To resolve this, I modified the truncation machinery to handle partial truncation. This is hard because you may have many indirect blocks involved with many children blocks in different states. An indirect is a filesystem block that does nothing but point to other blocks, like a page table does for memory. It also had to handle ffs's somewhat complex fragment rules as well as zeroing partially empty blocks. It handles all of this now and supports an arbitrary number of partial truncations to the same file without any blocking operations. It always keeps the on disk copy safe while the in memory copy is free to grow again and indeed be truncated again after that. New pointers are not recorded in an indirect until prior truncation completes so there is no ambiguity about what revision of the file the blocks are from. This brings more complexity to fsync() which must now flush all pending truncations to disk before it can return.
The truncation code is a kind of asynchronous state machine that operates on leaf blocks first and then walks backwards up the tree until it reaches the root.
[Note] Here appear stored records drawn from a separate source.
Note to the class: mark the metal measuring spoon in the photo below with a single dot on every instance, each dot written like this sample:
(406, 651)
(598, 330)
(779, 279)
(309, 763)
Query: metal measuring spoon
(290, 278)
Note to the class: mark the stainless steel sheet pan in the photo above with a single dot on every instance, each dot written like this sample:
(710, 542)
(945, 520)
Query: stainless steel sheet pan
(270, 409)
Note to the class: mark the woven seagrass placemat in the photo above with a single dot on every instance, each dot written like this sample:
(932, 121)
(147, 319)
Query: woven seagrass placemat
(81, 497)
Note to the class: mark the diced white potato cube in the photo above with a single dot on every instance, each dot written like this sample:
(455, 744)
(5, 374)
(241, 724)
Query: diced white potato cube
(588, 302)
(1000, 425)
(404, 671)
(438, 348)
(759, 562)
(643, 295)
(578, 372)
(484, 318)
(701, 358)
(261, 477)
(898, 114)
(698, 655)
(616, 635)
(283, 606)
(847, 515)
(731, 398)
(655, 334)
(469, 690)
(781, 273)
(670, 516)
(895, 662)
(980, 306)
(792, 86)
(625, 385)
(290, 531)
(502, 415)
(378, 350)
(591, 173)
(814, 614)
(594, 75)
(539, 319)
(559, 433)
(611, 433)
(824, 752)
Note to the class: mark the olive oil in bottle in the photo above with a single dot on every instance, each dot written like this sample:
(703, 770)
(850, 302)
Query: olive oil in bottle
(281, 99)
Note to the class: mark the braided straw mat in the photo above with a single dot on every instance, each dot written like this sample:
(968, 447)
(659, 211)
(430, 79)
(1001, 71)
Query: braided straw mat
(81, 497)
This ensures that we always have a valid path to a block in case we crash. Indirects are only freed when all of their children are freed. For partial truncate, the block is zeroed only once those child pointers that need be are freed. Finally when all blocks have been freed the journal space can be reclaimed.
This post can not convey how complex this work was. It may not sound very dramatic or impressive but it truly has been one of the most complex projects I have ever undertaken.